So called "comedies" never make me laugh - This film however, is MY idea of a funny movie. It is up there with Sex, Lies and Videotapes and As Good As It Gets in terms of making me laugh. Brilliant cast (especially the older son! ... and Jeff Daniels is hilarious as the self important intellectual dad).

One brilliant and understated scene follows the next and the dialogue is a string of pearls!

A thoroughly satisfying movie on all levels! Please watch it!

  Not Light Entertainment (01 February 2008)
I found this film quite deep and at points, quite uncomfortable watching. I felt it painted a real picture of what the two boys went through during their parents divorce from their own perspective more than focusing on the parent's own issues with one another. Both boys seem seriously affected by their parents separation and living different lives in different homes. You really feel for them as they go through the pains of finding out for themselves what to believe in and how to deal with their situation and get some perspective despite their opinionated, narrow minded Father. A good, interesting film. Very different and not what you'd call light entertainment.

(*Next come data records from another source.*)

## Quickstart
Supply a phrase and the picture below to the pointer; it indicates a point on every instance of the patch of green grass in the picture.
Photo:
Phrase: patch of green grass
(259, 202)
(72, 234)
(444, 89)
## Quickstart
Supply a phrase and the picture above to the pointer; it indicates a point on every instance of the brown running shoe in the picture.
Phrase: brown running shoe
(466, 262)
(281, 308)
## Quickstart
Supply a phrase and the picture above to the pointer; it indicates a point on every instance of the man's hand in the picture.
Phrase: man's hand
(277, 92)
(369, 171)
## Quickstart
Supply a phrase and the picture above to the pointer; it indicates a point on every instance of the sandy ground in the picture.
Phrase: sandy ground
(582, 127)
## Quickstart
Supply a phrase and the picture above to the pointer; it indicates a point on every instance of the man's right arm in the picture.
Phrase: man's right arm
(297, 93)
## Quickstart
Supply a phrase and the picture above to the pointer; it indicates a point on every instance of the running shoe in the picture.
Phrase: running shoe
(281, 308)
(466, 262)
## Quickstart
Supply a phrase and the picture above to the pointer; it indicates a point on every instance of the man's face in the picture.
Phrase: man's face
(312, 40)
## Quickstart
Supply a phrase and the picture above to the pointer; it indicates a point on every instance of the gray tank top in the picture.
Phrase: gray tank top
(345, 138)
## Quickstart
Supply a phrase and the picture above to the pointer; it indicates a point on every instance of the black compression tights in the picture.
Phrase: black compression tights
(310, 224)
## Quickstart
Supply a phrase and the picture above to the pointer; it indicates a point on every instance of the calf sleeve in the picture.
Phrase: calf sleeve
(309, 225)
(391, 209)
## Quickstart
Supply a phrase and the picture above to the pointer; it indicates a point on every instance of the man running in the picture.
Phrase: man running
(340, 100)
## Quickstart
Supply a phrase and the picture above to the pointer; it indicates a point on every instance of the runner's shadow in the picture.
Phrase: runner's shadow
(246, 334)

  amazing..... (27 January 2008)
i bought this film the other week (in morrisons for £2.99)and i watched it on my own, the film was moving, although i failed to see the humor, im sure if i watched it again i would see it, ad prehaps understand more of the metaphors involved. i am used to films where they spell out the problems and solve them. so i was shocked to find that alot of he issues addressed such as the disturding behaviour of the youngest son was not solved or even propperly discused, but then it deemed on me that the film emulates real life exactly.
for someone who as ever been in a situation like this is may ring to close to home, but its well worth the watch

  Painful, sad and funny (06 January 2008)
I went to school in Oxford in the 1980s. Highly-cultured Brooklyn intellectual families seem to have a lot in common with North Oxford dons, so the film did feel familiar. From the opening scene on the tennis court, the misery of being in a dysfunctional family is subtly and slowly revealed.

The way kids idolise their parents is very convincing, and the director shows how the opinions and moral judgement of the parents is reflected in the attitudes of the children.

This film hurts. I actually found the ending very satisfying. The son gets an insight into the true nature of his father, and in fact that is the moment he crosses into being an adult himself.